百三十一
そこで、はじめて気がついたように米友が、
「うーん、そうだったか」
と言って、自暴《やけ》でこめていた櫓《ろ》の力を抜きますと、弁信が、
「ずいぶん、漕ぎ方が荒かったでございます、どうしたのですか、米友さん、わたくしはどうもそれがおかしいと思って、今まで、ひとりで考えてみました、最初この舟が、あの城あとの前から出る時は、ほんとうに穏かに辷《すべ》り出しました、その舟の辷り出す途端から、米友さんが櫓を押す呼吸も穏かなものでございましたのに――そこで、米友さんも自然に鼻唄が出てまいりましたね、水も、波も、舟も、櫓も、ぴったりと調子が揃《そろ》っておりました、そこで、その調子に乗って、おのずから呼吸が唄となって現われた米友さんの心持も素直なものでございました。わたしはそのときに別なことをこの頭で考えておりましたが、米友さんの唄が、あんまりいい気持でうたい出されたものでございますから、うっかりそれに聞き惚《ほ》れてしまいました。何と言いましたかね、あの唄は……十七姫御が旅に立つ、それを殿御が聞きつけて……おもしろい唄ですね、罪のない唄ですね、それを米友さんがいい心持でうたい出したものですから、わたくしも、つい、いい心持にさせられてしまいましたのです。あなたの音声に聞き惚れたのではございません、その調子がととのっておりました、米友さんの唄いぶりもおのずから練れておりました。あの唄は米友さんが長い間うたい慣れた唄に相違ありません、よく練れていました、気分がしっくりとしていました。関雎《かんしょ》は楽しんで淫せず、と古人のお言葉にありますが、大雅の声というものが、あれなんだろうと思われました、太古の民が地を打って歌い、帝力何ぞ我にあらん、と言った泰平の気分があの唄なんだろうと、わたくしは実に感心して聞き惚れていましたのに、それが半ばからすっかり壊れてしまいました。どうしてあんなに壊れたでしょう、あれほど泰平|雍和《ようわ》の調子が、途中で破れると、すべてが一変してしまいました、あなたの唄が変り、櫓拍子が変り、呼吸が変り、従って舟の動揺が全く変ってしまったのには、わたくしは驚いてしまいました。そうかといって、波風がまた荒くなったのではありません、湖の水流に変化が起ったわけでもありません、前に何か大魚が現われたという気配もございませんし、後ろから何物かが追いかけて来るような空気もございませんのに、ただ、米友さん、あなただけが、荒れ出してしまい、それから後のあなたの舟の漕ぎっぷりというものが、まるで無茶ですね、無茶と言えなければ自暴《やけ》ですね。さっさ押せ押せ、と言いながら、そうして自暴に漕ぎ出してからのお前さんは、いったい、この舟をどこまで漕ぎつけるつもりなのですか。下関といえば内海の果てでございます、それから玄海灘《げんかいなだ》へ出ますと、もう波濤山の如き大海原《おおうなばら》なんでございますよ。ここは近江の国の琵琶の湖、日本第一の大湖でございますが、行方も知らぬ八重の潮路とは違います、それだのに、米友さん、お前さんの、今のその漕ぎっぷりを見ていると、本当に下関まで、この舟を漕ぎつけて行く呼吸でした。下関までではございません、玄海灘――渤海《ぼっかい》の波――天の涯、地の角までこの舟を漕ぎかける勢いでございました」
百三十二
お喋《しゃべ》り坊主の弁信法師は、一気にこれだけのことを米友に向ってまくし立てたが、その間も安然として舳先《へさき》に坐って、いささかも動揺の色はありません。

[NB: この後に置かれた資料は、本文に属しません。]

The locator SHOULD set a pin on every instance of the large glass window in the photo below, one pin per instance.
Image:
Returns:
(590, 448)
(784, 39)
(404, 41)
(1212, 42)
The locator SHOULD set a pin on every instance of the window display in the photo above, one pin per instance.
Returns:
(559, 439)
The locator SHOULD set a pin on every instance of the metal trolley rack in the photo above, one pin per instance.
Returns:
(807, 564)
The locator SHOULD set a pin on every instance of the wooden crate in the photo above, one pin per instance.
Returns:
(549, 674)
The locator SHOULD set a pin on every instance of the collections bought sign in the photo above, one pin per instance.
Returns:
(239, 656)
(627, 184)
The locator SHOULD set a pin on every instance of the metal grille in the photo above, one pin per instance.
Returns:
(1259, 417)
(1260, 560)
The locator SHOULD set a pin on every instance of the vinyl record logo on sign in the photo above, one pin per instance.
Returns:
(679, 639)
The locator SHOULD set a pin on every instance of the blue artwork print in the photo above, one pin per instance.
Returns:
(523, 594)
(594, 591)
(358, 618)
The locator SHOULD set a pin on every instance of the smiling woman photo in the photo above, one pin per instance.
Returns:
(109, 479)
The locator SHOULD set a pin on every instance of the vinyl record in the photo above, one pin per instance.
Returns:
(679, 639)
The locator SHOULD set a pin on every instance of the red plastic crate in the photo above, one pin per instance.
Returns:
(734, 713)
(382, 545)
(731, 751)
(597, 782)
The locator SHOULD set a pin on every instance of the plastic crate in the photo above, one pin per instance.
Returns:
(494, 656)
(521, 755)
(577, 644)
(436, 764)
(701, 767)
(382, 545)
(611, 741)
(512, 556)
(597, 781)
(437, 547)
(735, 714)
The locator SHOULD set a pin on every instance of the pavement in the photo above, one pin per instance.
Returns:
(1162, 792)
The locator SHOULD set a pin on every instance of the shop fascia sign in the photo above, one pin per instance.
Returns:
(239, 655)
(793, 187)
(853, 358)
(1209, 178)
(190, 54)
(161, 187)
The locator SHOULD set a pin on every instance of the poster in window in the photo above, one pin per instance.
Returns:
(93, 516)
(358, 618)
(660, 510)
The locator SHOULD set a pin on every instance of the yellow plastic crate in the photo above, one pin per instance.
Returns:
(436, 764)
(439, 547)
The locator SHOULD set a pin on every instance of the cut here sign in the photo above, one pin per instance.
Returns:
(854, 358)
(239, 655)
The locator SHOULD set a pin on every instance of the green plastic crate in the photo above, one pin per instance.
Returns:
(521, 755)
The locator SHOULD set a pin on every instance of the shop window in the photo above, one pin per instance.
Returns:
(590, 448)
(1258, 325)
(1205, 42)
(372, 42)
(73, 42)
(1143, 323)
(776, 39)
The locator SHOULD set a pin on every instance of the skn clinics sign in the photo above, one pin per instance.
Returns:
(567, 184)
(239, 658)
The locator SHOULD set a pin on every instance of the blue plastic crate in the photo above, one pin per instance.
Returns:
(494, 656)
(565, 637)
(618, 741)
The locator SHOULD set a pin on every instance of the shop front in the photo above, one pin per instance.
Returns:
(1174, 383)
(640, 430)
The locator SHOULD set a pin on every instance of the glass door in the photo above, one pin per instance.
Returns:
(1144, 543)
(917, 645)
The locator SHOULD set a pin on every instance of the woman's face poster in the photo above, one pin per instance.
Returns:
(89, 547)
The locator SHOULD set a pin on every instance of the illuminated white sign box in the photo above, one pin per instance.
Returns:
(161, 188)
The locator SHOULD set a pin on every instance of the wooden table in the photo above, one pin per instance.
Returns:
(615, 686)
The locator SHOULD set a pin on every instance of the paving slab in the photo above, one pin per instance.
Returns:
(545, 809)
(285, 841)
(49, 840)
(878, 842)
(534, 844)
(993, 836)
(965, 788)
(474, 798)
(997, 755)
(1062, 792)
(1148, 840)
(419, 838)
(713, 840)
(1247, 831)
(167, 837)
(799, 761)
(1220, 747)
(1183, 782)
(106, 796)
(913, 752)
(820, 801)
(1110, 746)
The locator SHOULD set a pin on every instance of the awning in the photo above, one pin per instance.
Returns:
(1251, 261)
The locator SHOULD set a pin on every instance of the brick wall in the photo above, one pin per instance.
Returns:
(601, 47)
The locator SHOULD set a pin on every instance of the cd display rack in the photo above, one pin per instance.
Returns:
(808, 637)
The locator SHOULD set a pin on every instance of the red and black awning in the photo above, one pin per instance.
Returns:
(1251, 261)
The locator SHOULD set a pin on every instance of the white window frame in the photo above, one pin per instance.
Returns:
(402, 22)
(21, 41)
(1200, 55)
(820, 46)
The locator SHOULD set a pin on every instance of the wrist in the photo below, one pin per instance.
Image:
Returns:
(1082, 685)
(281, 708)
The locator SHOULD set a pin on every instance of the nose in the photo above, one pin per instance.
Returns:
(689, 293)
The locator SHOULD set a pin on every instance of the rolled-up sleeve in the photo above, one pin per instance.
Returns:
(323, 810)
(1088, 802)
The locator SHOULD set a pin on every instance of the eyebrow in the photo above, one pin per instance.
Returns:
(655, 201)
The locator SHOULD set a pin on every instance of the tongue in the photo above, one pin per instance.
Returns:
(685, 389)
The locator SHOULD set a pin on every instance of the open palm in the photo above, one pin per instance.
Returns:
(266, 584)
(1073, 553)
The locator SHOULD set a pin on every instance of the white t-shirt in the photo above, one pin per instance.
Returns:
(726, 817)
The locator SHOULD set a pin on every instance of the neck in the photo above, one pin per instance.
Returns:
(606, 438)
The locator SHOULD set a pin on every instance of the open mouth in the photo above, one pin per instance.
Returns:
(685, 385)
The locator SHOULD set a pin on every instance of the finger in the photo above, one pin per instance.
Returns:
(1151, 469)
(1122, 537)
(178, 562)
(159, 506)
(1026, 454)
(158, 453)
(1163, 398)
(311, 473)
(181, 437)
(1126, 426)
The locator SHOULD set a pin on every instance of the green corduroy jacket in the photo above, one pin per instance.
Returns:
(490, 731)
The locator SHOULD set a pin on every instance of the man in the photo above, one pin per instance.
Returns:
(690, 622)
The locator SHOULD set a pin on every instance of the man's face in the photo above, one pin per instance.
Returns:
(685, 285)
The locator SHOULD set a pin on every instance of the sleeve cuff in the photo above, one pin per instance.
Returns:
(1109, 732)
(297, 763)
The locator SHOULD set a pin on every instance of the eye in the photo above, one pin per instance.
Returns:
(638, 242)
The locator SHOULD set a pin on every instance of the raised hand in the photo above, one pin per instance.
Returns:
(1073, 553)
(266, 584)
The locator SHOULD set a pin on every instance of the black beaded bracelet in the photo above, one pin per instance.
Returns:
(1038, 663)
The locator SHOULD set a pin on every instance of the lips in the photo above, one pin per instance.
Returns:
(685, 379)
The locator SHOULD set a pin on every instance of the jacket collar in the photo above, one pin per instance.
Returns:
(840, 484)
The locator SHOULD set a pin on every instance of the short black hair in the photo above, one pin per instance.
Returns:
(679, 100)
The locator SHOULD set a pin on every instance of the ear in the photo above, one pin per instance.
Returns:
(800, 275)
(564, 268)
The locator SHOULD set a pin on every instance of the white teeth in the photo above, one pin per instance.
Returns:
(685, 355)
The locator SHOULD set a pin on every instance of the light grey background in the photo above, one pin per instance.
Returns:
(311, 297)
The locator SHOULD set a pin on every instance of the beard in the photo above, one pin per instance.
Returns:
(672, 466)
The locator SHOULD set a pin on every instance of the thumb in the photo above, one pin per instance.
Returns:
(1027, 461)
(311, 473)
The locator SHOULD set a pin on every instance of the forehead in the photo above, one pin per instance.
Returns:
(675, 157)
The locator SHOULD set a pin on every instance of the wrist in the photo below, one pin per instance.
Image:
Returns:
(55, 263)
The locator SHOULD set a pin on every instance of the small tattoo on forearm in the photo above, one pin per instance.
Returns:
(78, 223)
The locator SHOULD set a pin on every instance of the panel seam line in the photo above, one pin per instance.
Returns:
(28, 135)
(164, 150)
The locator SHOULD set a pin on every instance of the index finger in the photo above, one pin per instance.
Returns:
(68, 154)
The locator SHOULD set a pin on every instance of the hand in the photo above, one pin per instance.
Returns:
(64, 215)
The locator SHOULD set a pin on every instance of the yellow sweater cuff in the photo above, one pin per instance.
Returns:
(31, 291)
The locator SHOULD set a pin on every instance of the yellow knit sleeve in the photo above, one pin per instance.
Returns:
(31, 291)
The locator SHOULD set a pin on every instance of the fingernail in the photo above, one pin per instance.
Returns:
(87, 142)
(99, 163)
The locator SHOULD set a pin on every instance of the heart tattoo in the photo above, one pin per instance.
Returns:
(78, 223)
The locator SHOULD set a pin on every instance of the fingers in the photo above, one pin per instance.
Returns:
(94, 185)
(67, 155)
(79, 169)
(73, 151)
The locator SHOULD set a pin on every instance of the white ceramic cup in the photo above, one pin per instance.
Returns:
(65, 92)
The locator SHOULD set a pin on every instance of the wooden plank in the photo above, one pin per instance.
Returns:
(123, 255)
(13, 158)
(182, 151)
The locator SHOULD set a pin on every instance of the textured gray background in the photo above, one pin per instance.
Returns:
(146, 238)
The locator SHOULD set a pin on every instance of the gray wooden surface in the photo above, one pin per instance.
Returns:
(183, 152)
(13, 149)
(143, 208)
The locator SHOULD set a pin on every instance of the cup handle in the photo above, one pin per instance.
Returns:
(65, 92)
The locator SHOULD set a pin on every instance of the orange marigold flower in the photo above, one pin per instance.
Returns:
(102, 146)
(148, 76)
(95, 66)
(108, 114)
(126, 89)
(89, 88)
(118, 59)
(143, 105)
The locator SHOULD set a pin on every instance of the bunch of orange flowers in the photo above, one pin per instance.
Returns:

こちらは、いささか櫓拍子をゆるめた宇治山田の米友は、呆《あき》れ面に弁信の面を見詰めていましたが、ちょっとお喋りの呼吸の隙を見て、
「よく、喋る人だなあ、お前さんという人は……」
と言いました。
米友は、お喋りが即ち弁信であり、弁信が即ちお喋りであることを、まだよく知らないから、一気にまくし立てられて呆れ返るばかりでありましたが、弁信の減らず口はまだ続きました。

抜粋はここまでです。